The year was 1984. George Orwell’s dyspeptic vision had not taken place—far from it.

Thoughts were not about Big Brother at the confluence of the Concho Rivers. They were about wine.

Mike Ellington, owner of Pinkie’s Liquor Stores in West Texas, organized the state’s first festival devoted to Texas wines. It was held at Fort Concho; proceeds benefited San Angelo Cultural Affairs Council.

Thirty-one years later, we still celebrate, and San Angelo has bragging rights to the oldest wine festival in Texas. Thank you Mike; thank you Pinkie’s.

The first stage of what is now a three-event celebration occurred in January when former White House Chef Walter Scheib dazzled diners with delightful stories and distinctive dishes.

Corks pop again Thursday, April 23, and Friday, April 24. Attend one or both events if you have even a passing interest in wine, food, or good times.

Thursday’s event—“Uncorked”—happens in the Cactus Hotel. Local restaurants serve specialties paired with a wine.

Friday’s event—“Fork & Cork Finale”—happens in The Stables at Fort Concho. It is a rip-roaring party with wine, beer, food, music, dancing, and whatever good times can be had within rules of decorum.
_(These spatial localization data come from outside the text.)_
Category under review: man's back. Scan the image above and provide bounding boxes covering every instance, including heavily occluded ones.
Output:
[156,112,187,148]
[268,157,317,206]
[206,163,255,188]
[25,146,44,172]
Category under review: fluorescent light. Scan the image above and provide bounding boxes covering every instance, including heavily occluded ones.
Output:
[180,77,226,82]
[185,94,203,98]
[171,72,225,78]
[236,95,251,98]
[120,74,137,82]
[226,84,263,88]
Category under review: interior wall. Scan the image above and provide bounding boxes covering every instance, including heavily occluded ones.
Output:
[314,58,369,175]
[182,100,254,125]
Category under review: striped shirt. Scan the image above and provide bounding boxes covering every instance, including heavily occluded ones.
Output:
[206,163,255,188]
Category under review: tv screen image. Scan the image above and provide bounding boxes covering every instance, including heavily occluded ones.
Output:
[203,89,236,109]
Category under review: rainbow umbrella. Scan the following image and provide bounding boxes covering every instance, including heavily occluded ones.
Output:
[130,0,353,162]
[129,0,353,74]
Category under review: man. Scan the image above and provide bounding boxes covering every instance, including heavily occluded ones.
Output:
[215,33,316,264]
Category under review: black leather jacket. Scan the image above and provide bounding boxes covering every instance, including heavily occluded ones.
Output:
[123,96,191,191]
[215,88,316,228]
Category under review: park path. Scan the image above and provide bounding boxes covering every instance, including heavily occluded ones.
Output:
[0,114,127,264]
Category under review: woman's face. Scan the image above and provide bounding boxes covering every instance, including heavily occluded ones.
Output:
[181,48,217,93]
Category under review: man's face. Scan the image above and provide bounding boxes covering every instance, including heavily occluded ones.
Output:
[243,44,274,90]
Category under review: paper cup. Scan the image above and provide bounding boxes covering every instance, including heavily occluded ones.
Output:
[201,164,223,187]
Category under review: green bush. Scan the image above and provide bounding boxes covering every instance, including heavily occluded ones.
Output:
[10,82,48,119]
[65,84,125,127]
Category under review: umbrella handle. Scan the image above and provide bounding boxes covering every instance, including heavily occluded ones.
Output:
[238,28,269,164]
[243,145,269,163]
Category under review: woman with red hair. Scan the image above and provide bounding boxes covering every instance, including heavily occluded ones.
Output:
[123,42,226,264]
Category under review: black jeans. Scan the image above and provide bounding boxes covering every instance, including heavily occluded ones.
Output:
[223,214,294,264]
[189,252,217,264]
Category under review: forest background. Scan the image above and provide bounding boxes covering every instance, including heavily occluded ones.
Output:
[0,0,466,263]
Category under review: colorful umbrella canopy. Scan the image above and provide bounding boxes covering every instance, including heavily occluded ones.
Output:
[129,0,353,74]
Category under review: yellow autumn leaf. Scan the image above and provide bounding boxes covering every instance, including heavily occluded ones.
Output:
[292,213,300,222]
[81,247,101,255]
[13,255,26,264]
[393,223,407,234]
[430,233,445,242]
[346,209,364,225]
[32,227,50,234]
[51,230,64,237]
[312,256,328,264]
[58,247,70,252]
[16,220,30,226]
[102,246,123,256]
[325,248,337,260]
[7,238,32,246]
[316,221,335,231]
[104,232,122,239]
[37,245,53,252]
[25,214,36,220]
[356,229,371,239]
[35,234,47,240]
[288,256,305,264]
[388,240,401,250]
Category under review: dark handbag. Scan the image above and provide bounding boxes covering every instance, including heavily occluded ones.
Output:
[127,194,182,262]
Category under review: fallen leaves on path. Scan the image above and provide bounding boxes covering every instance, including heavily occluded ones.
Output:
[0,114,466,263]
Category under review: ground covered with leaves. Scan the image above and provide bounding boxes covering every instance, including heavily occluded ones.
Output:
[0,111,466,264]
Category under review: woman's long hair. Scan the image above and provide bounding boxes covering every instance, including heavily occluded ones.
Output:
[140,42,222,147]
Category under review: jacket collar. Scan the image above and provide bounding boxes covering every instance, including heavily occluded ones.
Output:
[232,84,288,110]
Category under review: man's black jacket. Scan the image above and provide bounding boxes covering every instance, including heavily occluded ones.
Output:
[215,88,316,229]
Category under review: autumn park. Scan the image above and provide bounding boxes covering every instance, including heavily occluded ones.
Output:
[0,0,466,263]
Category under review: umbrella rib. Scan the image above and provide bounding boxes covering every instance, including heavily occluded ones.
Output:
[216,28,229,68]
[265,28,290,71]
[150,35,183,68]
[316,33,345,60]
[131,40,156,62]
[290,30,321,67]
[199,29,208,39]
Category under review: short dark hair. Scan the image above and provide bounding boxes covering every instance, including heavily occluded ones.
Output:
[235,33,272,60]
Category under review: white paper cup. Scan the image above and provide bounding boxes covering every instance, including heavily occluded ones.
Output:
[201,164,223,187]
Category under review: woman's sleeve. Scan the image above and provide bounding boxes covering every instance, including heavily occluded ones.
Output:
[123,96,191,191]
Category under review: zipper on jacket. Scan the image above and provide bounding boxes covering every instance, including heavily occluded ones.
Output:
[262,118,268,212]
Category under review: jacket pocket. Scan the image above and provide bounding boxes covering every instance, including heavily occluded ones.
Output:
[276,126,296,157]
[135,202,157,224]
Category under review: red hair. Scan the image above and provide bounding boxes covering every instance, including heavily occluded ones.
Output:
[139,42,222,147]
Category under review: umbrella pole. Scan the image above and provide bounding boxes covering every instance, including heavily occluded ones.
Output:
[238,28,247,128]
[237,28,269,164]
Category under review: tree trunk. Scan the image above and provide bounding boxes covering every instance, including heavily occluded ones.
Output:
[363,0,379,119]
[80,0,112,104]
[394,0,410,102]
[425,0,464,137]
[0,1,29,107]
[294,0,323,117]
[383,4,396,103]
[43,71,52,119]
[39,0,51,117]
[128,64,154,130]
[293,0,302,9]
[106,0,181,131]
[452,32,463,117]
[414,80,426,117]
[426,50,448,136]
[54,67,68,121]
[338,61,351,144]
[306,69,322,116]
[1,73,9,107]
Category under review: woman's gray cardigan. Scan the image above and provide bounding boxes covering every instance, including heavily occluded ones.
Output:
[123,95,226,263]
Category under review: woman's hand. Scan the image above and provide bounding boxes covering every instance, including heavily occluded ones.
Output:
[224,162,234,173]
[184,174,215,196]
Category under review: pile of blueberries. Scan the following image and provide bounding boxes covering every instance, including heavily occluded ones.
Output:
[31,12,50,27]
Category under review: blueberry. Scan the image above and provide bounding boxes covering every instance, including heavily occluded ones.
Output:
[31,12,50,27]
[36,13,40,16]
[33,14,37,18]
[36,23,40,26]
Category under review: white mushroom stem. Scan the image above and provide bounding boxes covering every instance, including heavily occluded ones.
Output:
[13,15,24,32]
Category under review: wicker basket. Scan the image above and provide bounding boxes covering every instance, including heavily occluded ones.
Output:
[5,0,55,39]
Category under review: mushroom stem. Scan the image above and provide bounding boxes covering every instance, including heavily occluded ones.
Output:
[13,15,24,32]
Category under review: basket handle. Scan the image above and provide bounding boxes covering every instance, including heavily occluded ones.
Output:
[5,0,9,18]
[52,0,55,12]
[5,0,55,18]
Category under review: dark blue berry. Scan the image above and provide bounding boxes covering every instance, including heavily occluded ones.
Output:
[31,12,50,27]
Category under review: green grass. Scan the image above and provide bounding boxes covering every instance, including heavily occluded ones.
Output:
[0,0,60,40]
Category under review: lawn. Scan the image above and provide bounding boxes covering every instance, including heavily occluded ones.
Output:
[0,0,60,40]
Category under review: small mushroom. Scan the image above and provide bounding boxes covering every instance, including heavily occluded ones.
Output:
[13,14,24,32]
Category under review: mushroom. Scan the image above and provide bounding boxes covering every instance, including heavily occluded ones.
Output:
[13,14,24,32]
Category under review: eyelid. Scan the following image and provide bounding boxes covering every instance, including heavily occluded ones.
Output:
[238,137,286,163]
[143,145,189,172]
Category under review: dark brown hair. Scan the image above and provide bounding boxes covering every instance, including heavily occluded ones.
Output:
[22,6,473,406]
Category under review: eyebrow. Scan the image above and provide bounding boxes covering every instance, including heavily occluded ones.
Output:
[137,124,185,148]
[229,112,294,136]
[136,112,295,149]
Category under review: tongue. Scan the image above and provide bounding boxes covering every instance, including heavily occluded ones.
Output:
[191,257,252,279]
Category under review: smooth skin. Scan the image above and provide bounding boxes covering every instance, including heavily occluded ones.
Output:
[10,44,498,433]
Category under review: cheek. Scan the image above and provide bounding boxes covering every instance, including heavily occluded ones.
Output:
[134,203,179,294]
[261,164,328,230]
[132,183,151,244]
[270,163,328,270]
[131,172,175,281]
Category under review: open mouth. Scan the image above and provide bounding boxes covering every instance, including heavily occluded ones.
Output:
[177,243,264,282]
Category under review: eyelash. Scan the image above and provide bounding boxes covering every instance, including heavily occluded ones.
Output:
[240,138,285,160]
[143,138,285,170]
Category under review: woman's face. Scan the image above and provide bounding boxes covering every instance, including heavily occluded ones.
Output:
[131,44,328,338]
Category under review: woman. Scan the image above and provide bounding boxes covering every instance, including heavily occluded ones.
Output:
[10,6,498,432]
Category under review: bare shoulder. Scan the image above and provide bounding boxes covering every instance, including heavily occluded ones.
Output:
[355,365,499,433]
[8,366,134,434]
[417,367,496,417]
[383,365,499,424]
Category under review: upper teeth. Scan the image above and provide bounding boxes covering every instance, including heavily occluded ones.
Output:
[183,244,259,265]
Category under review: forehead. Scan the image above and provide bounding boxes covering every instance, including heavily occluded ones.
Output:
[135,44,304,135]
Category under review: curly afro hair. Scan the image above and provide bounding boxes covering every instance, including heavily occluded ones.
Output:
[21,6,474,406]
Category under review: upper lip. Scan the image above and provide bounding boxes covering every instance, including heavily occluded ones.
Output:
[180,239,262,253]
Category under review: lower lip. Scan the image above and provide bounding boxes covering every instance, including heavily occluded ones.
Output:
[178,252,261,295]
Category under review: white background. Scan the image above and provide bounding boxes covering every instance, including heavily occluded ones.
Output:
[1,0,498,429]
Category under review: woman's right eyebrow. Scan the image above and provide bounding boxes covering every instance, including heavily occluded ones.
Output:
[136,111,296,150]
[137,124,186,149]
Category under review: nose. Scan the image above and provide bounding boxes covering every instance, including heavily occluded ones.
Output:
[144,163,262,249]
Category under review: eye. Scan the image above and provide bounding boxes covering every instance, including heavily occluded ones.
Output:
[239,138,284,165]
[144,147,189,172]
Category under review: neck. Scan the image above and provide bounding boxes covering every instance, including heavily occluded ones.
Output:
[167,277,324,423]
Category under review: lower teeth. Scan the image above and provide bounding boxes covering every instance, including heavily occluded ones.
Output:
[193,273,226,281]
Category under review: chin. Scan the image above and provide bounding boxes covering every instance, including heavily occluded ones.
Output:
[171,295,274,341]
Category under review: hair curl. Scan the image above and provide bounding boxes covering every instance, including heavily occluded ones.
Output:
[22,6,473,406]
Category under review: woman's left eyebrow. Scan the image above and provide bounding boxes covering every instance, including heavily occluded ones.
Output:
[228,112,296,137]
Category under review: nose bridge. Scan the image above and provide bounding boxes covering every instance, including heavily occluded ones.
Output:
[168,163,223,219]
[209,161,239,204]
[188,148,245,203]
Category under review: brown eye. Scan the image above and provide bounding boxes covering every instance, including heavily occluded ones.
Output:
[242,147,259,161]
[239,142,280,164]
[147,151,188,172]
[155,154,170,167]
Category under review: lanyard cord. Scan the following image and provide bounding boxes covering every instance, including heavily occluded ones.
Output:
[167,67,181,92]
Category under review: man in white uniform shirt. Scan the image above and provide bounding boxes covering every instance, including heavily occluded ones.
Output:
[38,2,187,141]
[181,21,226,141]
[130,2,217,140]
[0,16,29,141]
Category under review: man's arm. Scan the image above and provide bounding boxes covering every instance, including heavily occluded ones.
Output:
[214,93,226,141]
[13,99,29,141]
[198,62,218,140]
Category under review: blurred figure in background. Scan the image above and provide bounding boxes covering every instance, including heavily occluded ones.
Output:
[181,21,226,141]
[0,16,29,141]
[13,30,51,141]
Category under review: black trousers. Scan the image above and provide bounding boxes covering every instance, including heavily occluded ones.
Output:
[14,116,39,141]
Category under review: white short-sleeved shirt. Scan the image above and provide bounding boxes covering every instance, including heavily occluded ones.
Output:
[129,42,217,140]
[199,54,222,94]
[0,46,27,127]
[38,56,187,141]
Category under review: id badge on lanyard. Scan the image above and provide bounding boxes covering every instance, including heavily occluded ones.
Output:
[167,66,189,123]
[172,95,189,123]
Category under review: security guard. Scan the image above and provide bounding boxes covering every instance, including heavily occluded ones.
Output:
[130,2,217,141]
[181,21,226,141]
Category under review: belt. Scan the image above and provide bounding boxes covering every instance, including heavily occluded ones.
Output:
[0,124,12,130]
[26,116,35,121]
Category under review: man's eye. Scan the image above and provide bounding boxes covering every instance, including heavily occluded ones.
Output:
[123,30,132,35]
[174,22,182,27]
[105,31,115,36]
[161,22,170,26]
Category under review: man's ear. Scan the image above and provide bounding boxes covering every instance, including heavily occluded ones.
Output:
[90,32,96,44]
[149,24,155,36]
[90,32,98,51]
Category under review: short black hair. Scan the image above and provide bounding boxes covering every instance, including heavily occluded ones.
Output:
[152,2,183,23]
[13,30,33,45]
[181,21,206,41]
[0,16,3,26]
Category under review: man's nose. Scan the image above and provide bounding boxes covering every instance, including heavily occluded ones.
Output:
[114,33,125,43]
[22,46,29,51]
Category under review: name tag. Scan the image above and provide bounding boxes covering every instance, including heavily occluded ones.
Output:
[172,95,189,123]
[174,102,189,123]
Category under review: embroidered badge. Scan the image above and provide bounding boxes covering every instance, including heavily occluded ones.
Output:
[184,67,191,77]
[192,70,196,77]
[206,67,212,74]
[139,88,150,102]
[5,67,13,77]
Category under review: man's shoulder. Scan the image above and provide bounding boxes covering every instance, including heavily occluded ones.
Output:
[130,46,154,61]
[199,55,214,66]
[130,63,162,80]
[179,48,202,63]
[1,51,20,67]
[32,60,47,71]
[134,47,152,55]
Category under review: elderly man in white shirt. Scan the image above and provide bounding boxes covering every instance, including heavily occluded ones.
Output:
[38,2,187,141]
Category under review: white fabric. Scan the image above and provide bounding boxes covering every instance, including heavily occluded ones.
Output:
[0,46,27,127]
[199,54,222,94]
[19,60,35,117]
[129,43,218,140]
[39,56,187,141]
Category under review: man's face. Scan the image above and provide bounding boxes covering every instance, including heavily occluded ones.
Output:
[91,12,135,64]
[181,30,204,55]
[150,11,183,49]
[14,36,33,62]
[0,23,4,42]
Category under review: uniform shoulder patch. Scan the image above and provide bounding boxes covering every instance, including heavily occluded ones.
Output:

Cost is $50 for Uncorked, $40 for Fork & Cork Finale; the real deal is $75 for both.

The events benefit the San Angelo Cultural Affairs Council, a distinctly admirable entity. SACAC is dedicated to keeping San Angelo a tourist destination, cultural shinning light, and supporter of things that inspire better angels of our nature.

Call (325) 653-6793 for tickets. Advanced tickets are not required, but it helps planners to know how many are coming.

Tasting notes:

  • Duchman Family Winery Montepulciano 2012: Strikingly great earth, leather nose; black cherry, blackberry; very smooth, silky mouth, mild tannin, politely restrained oak, balancing acidity; delicious; Italian varietal, but this is 100 percent Texas juice. $11 (375 ml)
  • Messina Hof Cabernet Franc 2012: Rich, medium body, fruit forward palate pleaser; pepper and vanilla nose; blackberry, plum, cherry, herbal notes, pinch of tobacco; dry, low tannin, some acidity; good finish; nice Texas value. $13

Last round: Stone Age wine pairing: if it tried to eat us, serve red; if it tried to run away, serve white.